Lo spettacolo è davvero triste e viene da domandarsi: ma è possibile che nel panorama degli opinionisti italiani non ci sia nessuno psichiatra con un minimo di competenze, nessuno che si senta minimamente responsabile dell’impatto che le proprie parole hanno sulle persone che, pensando di ascoltare un esperto, alla fine credono a quelle affermazioni farlocche? Io non riesco a comprendere la leggerezza con cui determinate persone si lascino andare a commenti così banali, superficiali e dannosi non solo nei confronti dell’autismo, ma anche dell’uso della tecnologia perché, lo ripeto, si tratta solo di opinioni personali.

Non si può infatti mettere in dubbio il dato ovvio: se stai davanti al PC o al tablet per ore e ore al giorno, non stai fuori a giocare con gli amici. Quella che va messa in discussione è l’affermazione che questo abbia effetti negativi sui bambini. E poi che questi effetti negativi siano l’autismo, mettendo ovviamente in correlazione questa condizione con un deficit, con un difetto nella socialità, insomma, la solita visione del deficitaria e negativa che da uno con tanta esperienza non ci si aspetterebbe.

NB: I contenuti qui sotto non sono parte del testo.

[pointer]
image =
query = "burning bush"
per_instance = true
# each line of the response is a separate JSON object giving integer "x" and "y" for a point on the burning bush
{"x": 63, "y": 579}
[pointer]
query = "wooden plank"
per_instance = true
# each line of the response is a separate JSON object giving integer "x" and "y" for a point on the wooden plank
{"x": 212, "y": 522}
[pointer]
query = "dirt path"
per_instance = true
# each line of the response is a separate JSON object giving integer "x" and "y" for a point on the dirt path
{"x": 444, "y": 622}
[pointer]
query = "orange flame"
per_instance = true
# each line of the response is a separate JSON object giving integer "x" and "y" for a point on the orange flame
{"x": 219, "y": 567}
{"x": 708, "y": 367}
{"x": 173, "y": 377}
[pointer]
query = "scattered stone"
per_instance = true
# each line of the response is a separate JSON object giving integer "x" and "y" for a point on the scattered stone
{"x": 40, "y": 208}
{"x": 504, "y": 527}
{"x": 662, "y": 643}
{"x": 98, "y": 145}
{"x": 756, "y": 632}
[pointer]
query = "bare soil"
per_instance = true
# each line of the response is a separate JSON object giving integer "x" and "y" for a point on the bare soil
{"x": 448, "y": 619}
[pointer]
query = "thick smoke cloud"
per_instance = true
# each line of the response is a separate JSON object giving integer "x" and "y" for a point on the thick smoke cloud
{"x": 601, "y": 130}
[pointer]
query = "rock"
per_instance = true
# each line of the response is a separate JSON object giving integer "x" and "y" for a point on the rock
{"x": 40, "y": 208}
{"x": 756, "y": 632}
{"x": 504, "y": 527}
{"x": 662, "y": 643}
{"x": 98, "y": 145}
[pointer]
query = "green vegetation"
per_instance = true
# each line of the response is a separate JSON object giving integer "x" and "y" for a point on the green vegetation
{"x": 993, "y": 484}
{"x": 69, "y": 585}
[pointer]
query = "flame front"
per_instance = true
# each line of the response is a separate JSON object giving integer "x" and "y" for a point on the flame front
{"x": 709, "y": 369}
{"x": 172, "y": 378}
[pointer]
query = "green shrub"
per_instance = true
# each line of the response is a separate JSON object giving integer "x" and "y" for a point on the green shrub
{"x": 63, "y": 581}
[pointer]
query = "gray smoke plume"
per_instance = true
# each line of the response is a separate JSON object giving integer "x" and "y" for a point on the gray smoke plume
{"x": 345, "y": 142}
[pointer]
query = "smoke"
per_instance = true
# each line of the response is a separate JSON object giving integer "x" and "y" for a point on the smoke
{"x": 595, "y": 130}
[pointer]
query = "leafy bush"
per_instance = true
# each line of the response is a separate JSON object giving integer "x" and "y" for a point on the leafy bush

Il problema di opinioni semplicistiche come questa è che non rispecchiano mai la realtà, che in genere suole essere un po’ più complessa e richiede un minimo di sforzo cognitivo in più. Nello specifico, ha poco senso mettere in relazione la socializzazione, le nuove tecnologie, l’uso dei sensi e l’autismo senza prima studiare in che modo queste si influenzino tra loro, quali siano gli effetti reali di tali influenze, se siano maggiormente positivi o negativi o se alla fine non cambino molto il quadro generale, la qualità di vita dei giovani.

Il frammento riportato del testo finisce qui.